April 26, 2002

Continuing the discussion on cloning

Continuing the discussion on cloning Once again, linked via Charles Murtaugh we find this quote:

One interesting aside: Gazzaniga points out that perhaps half of all normally fertilized eggs spontaneously abort, and he suggests, "It is hard to believe that under any religious belief system people would grieve and hold funerals for these natural events."

There are two very large problems with this statement.
First, a miscarriage can be emotionally devastating to the parents, even if it occurs early in the pregnancy. No, most do not hold funerals, but most do grieve. I think he is trying to refer to those miscarriages which occur before the woman realizes she is pregnant. Certainly, a woman will not grieve over the loss of a baby she never knew she was carrying. But this is a result of her ignorance, not from some dismissal of the fetus as a person. If she knew she had miscarried, she would react. To get a feel for this visceral reaction, imagine counseling a grieving woman who just miscarried by telling her that the fetus wasn't really a person yet, that all she lost was a bit of tissue.
You might want to step back as you do it though.

The second, and more devastating flaw in this position is that it assumes that if something happens naturally, causing it to occur artificially is OK. This is clearly not the case. People die all the time, but causing them to die is wrong. People catch diseases all the time; deliberately infecting them is wrong. Monuments wear out and collapse on their own, but blowing them up is wrong. A sand castle built too close to the high tide line will be erased by the natural action of the waves, but deliberately kicking it to pieces is wrong. You cannot use a naturally occuring process to justify an intentional intervention. What makes this argument even worse is what is left out. The "half of all normally fertilized eggs spontaneously abort" is an unfounded claim.
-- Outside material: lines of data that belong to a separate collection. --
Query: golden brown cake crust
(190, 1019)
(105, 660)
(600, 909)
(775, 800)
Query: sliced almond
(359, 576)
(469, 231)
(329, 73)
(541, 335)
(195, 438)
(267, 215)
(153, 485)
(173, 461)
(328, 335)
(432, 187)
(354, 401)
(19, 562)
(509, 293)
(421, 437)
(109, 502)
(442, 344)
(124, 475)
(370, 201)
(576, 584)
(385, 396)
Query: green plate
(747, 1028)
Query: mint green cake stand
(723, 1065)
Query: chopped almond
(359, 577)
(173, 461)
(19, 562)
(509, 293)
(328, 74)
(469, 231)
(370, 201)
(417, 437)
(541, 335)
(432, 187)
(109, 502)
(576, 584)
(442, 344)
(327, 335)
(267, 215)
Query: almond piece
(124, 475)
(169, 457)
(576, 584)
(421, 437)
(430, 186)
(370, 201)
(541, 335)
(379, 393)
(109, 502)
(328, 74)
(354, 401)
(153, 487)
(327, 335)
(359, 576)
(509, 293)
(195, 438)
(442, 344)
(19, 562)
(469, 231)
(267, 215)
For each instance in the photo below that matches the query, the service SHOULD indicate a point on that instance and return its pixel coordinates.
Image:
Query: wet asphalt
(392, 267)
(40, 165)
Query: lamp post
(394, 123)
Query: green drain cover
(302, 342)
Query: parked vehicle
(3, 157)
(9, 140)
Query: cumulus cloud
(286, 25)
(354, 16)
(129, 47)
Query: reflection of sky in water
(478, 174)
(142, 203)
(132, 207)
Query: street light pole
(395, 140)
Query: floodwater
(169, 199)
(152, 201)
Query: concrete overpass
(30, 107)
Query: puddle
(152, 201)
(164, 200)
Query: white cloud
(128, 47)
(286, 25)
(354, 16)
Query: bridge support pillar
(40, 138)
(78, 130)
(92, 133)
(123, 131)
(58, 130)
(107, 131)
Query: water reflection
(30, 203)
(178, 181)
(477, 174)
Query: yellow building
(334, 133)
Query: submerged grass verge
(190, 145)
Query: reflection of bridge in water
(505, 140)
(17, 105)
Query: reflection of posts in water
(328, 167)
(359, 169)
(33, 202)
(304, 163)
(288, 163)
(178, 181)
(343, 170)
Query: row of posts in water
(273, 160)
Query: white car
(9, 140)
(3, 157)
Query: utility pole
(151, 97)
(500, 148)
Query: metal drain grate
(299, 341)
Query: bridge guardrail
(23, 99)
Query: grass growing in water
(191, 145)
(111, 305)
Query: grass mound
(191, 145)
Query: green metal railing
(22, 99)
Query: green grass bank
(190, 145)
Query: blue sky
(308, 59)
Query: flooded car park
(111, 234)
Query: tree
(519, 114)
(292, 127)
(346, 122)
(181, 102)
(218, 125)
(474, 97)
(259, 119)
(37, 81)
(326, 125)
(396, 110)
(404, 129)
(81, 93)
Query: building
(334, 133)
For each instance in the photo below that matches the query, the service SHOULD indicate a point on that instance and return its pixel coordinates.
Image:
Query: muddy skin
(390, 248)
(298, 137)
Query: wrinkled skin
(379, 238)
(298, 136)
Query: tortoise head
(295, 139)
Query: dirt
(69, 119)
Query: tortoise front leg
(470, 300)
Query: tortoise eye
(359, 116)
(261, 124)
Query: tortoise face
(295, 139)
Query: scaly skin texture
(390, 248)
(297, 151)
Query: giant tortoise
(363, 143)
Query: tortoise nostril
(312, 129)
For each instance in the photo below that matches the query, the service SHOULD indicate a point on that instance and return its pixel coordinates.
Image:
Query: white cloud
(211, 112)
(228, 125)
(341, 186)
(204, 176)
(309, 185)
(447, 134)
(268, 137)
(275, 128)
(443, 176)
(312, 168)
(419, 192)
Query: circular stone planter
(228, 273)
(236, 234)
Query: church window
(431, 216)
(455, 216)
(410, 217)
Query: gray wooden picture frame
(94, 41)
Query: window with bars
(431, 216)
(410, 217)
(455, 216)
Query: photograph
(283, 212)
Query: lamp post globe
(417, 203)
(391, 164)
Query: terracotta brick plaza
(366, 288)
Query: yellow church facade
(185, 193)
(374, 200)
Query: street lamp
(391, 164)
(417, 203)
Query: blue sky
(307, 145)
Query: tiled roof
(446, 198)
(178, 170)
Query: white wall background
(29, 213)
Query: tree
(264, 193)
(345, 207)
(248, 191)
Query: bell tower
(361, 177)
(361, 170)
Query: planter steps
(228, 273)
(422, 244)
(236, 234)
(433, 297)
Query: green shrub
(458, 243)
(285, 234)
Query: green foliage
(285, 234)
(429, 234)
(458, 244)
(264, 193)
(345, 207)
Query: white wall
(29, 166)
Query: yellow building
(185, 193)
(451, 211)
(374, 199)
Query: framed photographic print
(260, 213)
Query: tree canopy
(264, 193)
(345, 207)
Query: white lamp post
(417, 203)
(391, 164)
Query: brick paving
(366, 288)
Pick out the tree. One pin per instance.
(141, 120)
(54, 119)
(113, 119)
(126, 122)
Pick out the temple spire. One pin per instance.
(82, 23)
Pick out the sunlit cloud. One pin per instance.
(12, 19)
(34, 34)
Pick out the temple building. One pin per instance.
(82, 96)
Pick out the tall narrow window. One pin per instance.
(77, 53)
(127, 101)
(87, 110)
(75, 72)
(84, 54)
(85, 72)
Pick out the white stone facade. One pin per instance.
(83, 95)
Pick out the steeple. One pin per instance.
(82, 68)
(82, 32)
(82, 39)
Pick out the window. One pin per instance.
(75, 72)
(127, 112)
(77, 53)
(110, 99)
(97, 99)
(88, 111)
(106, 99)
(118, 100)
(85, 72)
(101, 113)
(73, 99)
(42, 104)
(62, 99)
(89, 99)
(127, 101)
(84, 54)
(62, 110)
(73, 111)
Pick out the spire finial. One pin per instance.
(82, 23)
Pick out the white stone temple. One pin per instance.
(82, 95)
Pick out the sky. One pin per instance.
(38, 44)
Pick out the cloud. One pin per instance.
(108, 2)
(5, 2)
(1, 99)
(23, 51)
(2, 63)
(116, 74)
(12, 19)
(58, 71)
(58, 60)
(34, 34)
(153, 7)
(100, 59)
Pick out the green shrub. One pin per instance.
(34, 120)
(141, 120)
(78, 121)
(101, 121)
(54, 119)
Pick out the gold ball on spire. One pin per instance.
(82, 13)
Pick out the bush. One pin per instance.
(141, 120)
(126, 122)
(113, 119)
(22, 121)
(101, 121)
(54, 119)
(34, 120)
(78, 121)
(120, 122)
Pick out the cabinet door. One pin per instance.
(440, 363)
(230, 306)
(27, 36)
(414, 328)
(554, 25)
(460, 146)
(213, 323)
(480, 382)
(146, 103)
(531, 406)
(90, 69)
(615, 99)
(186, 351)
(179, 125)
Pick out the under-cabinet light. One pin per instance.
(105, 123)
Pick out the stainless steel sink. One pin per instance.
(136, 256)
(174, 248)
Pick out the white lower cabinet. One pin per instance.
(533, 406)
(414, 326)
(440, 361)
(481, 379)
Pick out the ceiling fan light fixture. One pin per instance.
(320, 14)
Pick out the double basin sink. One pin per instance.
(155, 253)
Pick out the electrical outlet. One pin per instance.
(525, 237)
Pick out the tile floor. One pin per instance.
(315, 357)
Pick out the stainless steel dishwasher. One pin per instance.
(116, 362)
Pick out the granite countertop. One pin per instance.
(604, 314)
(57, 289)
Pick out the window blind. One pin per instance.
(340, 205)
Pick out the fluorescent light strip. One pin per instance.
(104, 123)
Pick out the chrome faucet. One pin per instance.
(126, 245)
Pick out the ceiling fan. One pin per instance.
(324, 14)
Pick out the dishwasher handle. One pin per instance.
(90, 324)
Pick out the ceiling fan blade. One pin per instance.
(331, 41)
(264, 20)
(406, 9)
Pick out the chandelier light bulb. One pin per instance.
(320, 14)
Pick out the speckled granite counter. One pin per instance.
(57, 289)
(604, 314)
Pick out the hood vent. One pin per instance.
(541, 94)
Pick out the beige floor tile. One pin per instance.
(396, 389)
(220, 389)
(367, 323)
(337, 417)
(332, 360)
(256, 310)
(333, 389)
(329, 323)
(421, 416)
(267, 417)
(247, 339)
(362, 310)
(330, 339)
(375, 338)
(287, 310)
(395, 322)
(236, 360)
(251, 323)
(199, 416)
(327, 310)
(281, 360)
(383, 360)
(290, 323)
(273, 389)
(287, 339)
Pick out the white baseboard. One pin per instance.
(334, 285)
A quick survey of the literature available on the web puts the figure at anywhere between 20% and 50%. The truth is we don't know how many blastocysts fail to implant, or are rejected after implantation. Nor do we have enough data to make a reasonable estimate of losses prior to recognized pregnancy. We do know that spontaneous abortions occur in approximately 15-20% of all recognized pregnancies. WE also know that, according to the Merck Manual:

In up to 60% of spontaneous abortions, the fetus is absent or grossly malformed, and in 25 to 60%, it has chromosomal abnormalities incompatible with life; thus spontaneous abortion in > 90% of cases may be a natural rejection of a maldeveloping fetus.

In other words, over 90% of the time, the spontaneous abortion is the bodies way of ejecting a non viable fetus. This simply does not apply when considering whether or not it is ethical to remove/alter/harvest a viable fetus. In one case, you have a dead end, with no potential; in the other, you have a living, developing organism.